Неподвижный отец не страшен, и Ванюшка, скрывая старую обиду, подкусил:

– Небось, как меня вожжами отвозишь, так сметаны не поднесешь.

– Сравнил. Вожжи и шомпол. Да ты легше мажь, легше, не колоду смолишь. Вожжами!… Сравнил!… Вожжи и шкуру-то не сдерут, и рука-то родная, отцовская, а тут, скажи, кровью улился.

– Никого не улился. Ты хоть раз взглянул на мою шкуру после вожжей? Ой, как сметаны-то надо было, да я молчал и не ныл, – не унимался Ванюшка.

– И молчи. Не забудь, што с отцом говоришь. Поднимусь – разговоры припомню. Хватит мазать, на пузо текет. Ох, зажги хоть лампаду.

В углу божничка с иконами и перед ними лампада. Древние иконы сгорели вместе с домом, а в старой избе батракам в устрашение висели иконы сбродные. Матрена, молясь, каждый раз вздыхала: «Не те, ишь, иконы-то. Толк ли на них молиться-то? И доходчива ли будет молитва-то? Будет ли польза?» – но продолжала молиться, авось бог услышит.

Устин про богов вспоминал только когда непотребство творил, или с бабой игрался. В этих случаях он иконы задергивал шторкой. Бог, конечно, всевидец, но все ж когда он за шторкой, жить не в пример спокойней.

Так было в новом доме. А сегодня Устин лежал в старой избе на полу. Одна дерюжка под ним, а на нем только подштанники у колен да рубаха на шее.
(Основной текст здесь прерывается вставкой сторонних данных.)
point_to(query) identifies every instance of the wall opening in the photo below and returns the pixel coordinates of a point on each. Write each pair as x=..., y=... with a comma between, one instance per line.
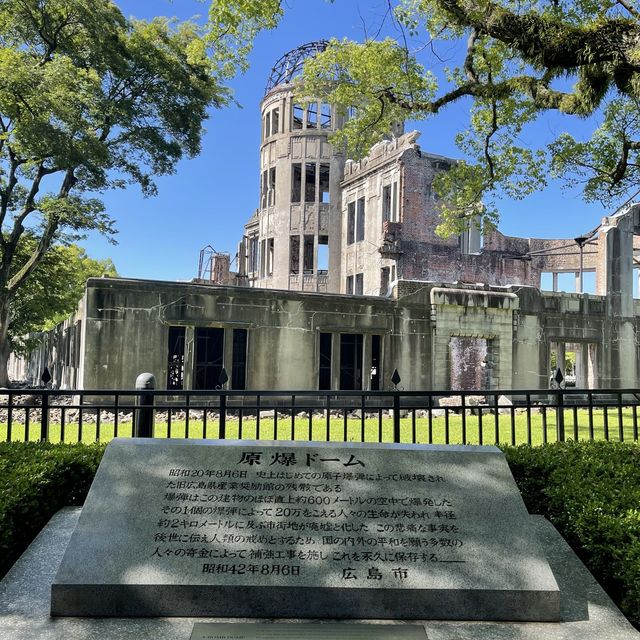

– Ванька… Знобит… и прикрыться нельзя. Пошарь-ка в печке, нет ли горячего взвару?… Малинки бы. Вот, пес их возьми, отодрали так отодрали. Видать, мастера… Видать, это власть. Не ту я, скажи ты, дорогу выбрал. Видать, Ваницкий – непоборимая сила. Ваньша, Ваньша, куда запропастился? Взвар-то нашел?

– Нашел. В ковш наливаю. Небось меня посля твоих вожжей взваром никто не поил.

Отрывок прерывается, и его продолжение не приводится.